E muitas vezes não é só porque eles são mais feios, mas também podem ser menos saudáveis: tomates cultivados em temperaturas muito altas terão menos macronutrientes e menos carotenóides, um pigmento antioxidante que ajuda a manter a pressão sanguínea ou a combater os cancer.
Alguns estudos sugerem que a produção de vinho pode se tornar inviável no sul da Europa e se deslocar para o norte
Mas nem tudo são más notícias. O estresse térmico, por exemplo, faz com que a alface tenha “mais lactonas, conhecidas como ibuprofeno natural”, explica Aurora Díaz, do Instituto Agroalimentar de Aragón.
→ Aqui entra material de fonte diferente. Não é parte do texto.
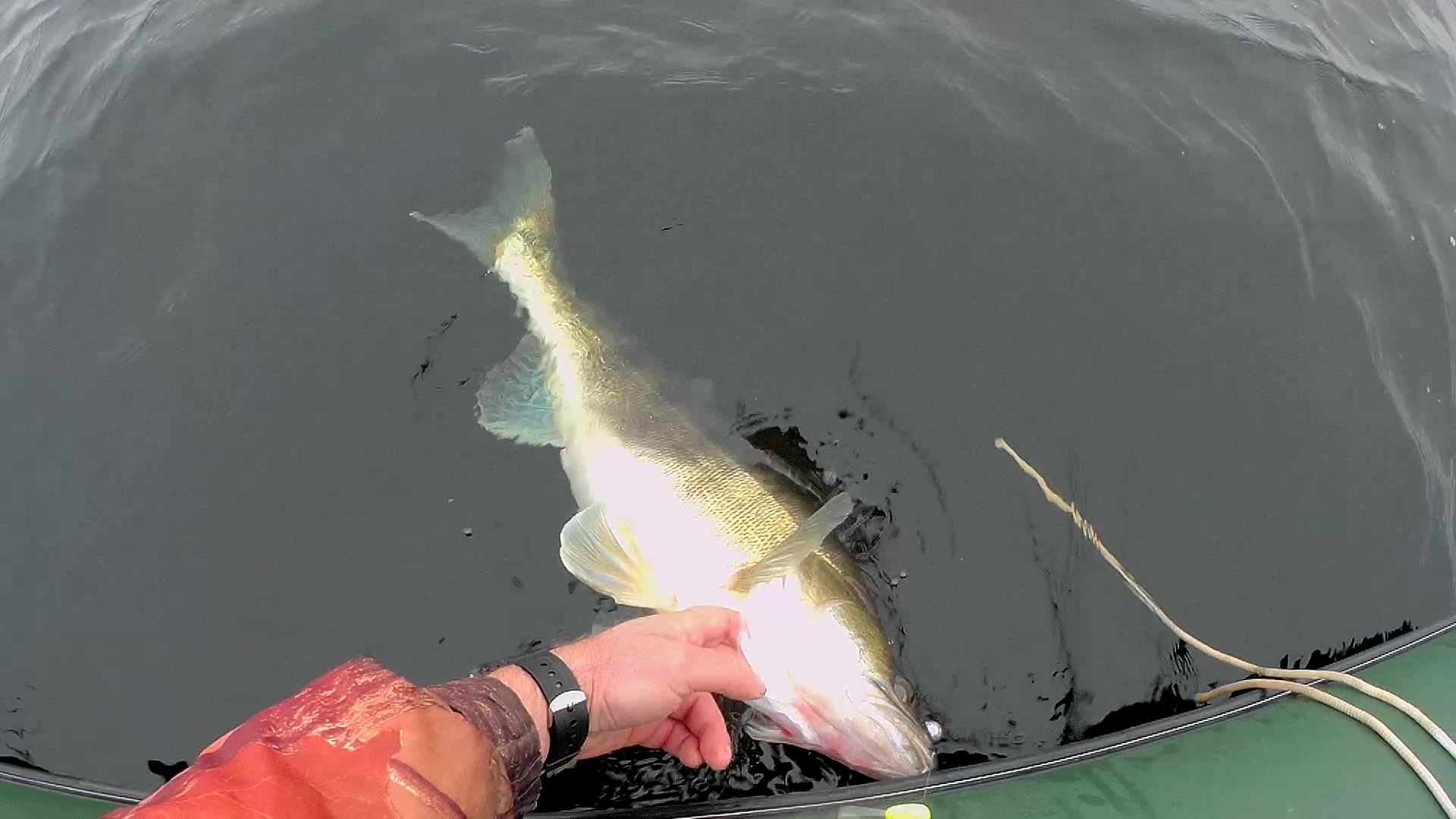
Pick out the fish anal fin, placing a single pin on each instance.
(514, 397)
(801, 544)
(601, 553)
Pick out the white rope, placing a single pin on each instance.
(1440, 736)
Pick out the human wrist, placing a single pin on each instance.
(532, 700)
(542, 689)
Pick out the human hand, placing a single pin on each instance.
(650, 682)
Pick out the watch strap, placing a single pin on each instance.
(565, 703)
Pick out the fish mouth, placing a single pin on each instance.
(877, 736)
(897, 746)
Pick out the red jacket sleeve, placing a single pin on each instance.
(364, 744)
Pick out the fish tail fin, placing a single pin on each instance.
(520, 202)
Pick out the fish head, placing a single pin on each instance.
(832, 687)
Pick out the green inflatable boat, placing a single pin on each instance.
(1253, 755)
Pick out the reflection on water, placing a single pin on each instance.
(1194, 259)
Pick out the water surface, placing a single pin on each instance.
(1193, 261)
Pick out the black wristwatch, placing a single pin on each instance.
(565, 701)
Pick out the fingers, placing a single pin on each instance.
(708, 626)
(721, 670)
(705, 720)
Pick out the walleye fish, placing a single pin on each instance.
(674, 509)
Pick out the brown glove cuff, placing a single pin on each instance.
(498, 713)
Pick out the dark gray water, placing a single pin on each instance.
(1194, 261)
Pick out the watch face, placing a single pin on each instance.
(566, 700)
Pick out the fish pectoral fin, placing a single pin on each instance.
(601, 553)
(762, 727)
(514, 398)
(801, 544)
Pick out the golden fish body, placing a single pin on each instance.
(679, 512)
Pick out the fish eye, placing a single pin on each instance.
(902, 689)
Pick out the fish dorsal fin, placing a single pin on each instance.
(791, 553)
(601, 553)
(762, 727)
(514, 397)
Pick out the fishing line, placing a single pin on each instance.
(1285, 676)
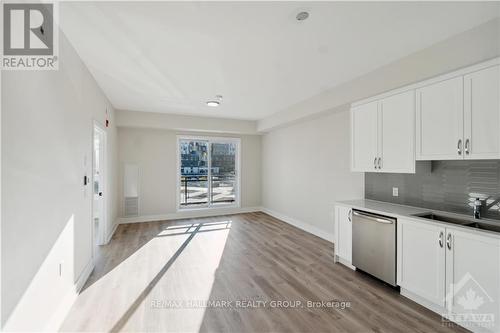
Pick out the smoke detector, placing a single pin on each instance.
(302, 16)
(215, 101)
Eles dão um sabor amargo ao vegetal, mas são benéficos para a saúde. “Há alguns anos optamos por variedades de vegetais menos amargas e talvez devêssemos repensar”, reflete o pesquisador.
Para lidar com o mudanças climáticas, Díaz propõe pesquisar variedades mais resistentes ao calor e estresse hídrico e também a variedades selvagens, sobreviventes por natureza que podem esconder muitas chaves para adaptar nossas culturas a uma situação em mudança . “Um efeito que já estamos vendo é a falta de frio no inverno”, explica Javier Rodrigo, do Centro de Pesquisa e Tecnologia Agroalimentar (CITA) de Aragão. As árvores frutíferas da zona temperada se adaptaram para sobreviver às baixas temperaturas do inverno.
Quando a folha cai, eles entram em um estado de repouso que lhes permite suportar 20 graus abaixo de zero. E eles precisam desse frio para florescer. Acontece que, com o aumento da temperatura, demoram mais para acumular o frio necessário para o correto desenvolvimento da flor. E, portanto, o ciclo é atrasado: demoram mais para desenvolver a flor. Ele viu isso nas cerejeiras que cultiva em seu pomar experimental.
Acontece também que há variedades que não são suficientes por si mesmas: precisam do que se chama de polinização cruzada; isto é, do pólen de uma variedade diferente para se reproduzir.
Mas e se eles reagirem de forma diferente às mudanças de temperatura? Eles não vão mais florescer ao mesmo tempo. “Sempre dizemos aos agricultores que plantem variedades compatíveis e combinem em floração. Agora completamos com uma informação: eles devem ter necessidades de frio semelhantes.”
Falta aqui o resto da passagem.